A corruption scandal involving the media and the government dominated the media scene in 2003. A journalist was still being prosecuted for criticising the pope, a strong taboo in Poland.
A row over a proposed broadcasting law erupted in December 2002 when Adam Michnik, editor of the country's biggest daily paper, Gazeta Wyborcza, accused film producer Lew Rywin, head of the monitoring council of Canal Plus Polska, of asking him six months previously for a bribe of 17 million euros for prime minister Leszek Miller and the ruling Democratic Left Alliance (SLD) party. In return the government would amend the broadcasting bill to allow the paper's owners, the Agora group, to buy the privately-owned TV station Polsat. The bill, aimed at curbing narrow ownership of the radio and TV sector, was strongly criticised by privately-owned media. Parliament launched an enquiry into the accusations and the government withdrew the proposed law on 22 July.
The Catholic Church and its pope remained tricky subjects for the media, with the law requiring "respect for Christian values" (article 18.2). A journalist was being prosecuted for criticising the pope and faced up to three years in prison, since Polish law still provides for prison terms for defamation, contrary to international standards.
A journalist physically attacked
Adam Tuchlinski, a photographer for the Polish edition of the US magazine Newsweek, was attacked on 30 May 2003 by members of the ruling SLD party after taking pictures in front of the party's Warsaw headquarters of three men named in a corruption scandal – former health minister and SLD chief for the Warsaw region Mariusz Lapinski, his top administrative aide Waldermar Deszczynski and the former head of the state health fund, Aleksander Naumann. Naumann objected to being photographed and insulted Tuchlinski, while Lapinski asked some party members to get rid of the journalist. Two men then roughed him up and tried to seize his film. He fell on the ground but was not hurt and his camera was only slightly damaged. The Warsaw public prosecutor's office opened an enquiry into the incident on 2 June.
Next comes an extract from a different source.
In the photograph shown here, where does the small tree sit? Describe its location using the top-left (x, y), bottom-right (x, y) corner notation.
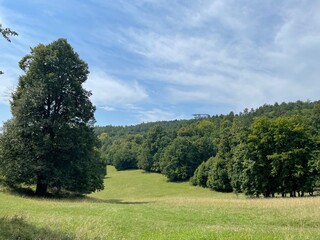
top-left (0, 39), bottom-right (105, 195)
Two days later, Naumann, Lapinski and the two attackers were expelled from the party.
Harassment and obstruction
The media reported on 11 March 2003 that Krzystof Jedrzejczak, the boss of Radio Lodz, a regional state-run station in Lodz, had banned a programme about corruption involving the local head of the ruling SLD, Andrzej Peczak. Jedrzejczak, an SLD supporter, said the public radio should not get mixed up in a political party's internal affairs. But after widespread media protests, the station broadcast the programme, made by Przemyslaw Witkowski and journalists of the daily Gazeta Wyborcza, on 13 March.
The journalists' union at the public television station TVP released a open letter on 14 March deploring the lack of free expression in the state-run media. The next day, the national broadcasting council, KRRiT, criticised what it called many "irregularities" in the way TVP reported the work of the parliamentary probe into the Rywin corruption scandal involving bribery and a proposed new broadcasting law. The council said journalists were trying to gloss over the part played by the head of TVP, Robert Kwiatkowski.
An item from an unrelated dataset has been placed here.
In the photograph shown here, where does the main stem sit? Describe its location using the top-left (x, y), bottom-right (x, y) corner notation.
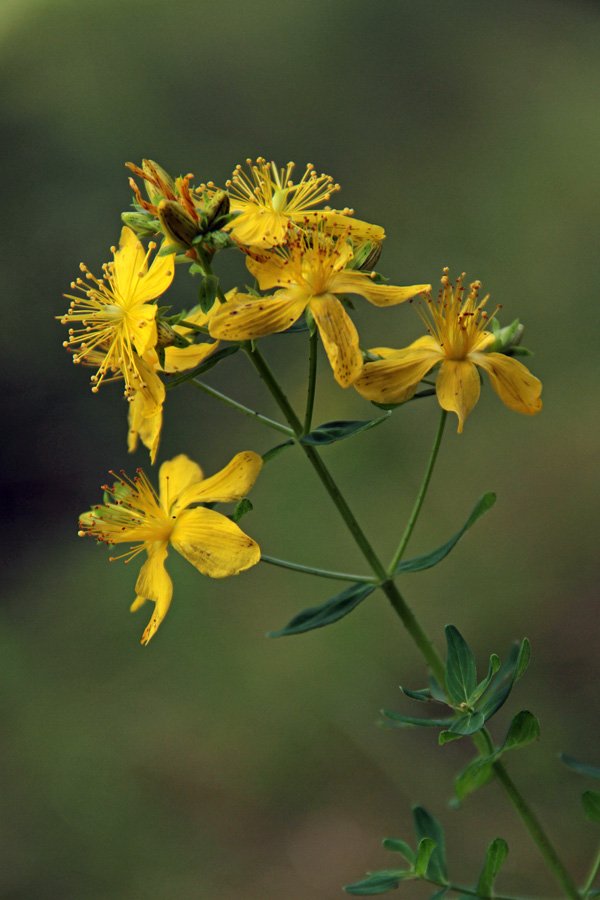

A appeal court in Lodz convicted freelance TV journalist Henryk Dederko and his producer, Jacek Gwiazda, on 11 April of libelling the US direct-sales domestic products company Amway in a programme called "Welcome to Life." The two had won the case in 1999 but the firm had appealed. The court forbade publication of the reasons for the appeal verdict. At the firm's request, the court banned the programme, which was scheduled for broadcast two days later on TVP. In another case, Network 21, Amway's PR subsidiary, is asking for destruction of all copies of the film, which cannot be broadcast while legal action is still going on. The film, which won the top prize at the 1997 Lodz Film Festival, attacks the way the firm operates.
The Warsaw public prosecutor's office said on 30 September that Jerzy Urban, editor of the satirical weekly Nie, would be tried for "insulting Pope John Paul II as Vatican head of state" in a 15 August 2002 article, on the eve of a papal visit to Poland, headed "Walking sado-masochism" in which he nicknamed him "the Vatican's Brezhnev" and called him an "impotent old man" who was a "horrific sight" in public.
The prosecutor said Urban had "crossed the legal limits of free speech and violated journalistic ethics" by using "offensive and demeaning" words aimed at "insulting and humiliating" the pope. Urban could be jailed for up to three years for "publicly insulting a foreign head of state" (article 136.3 of the criminal code).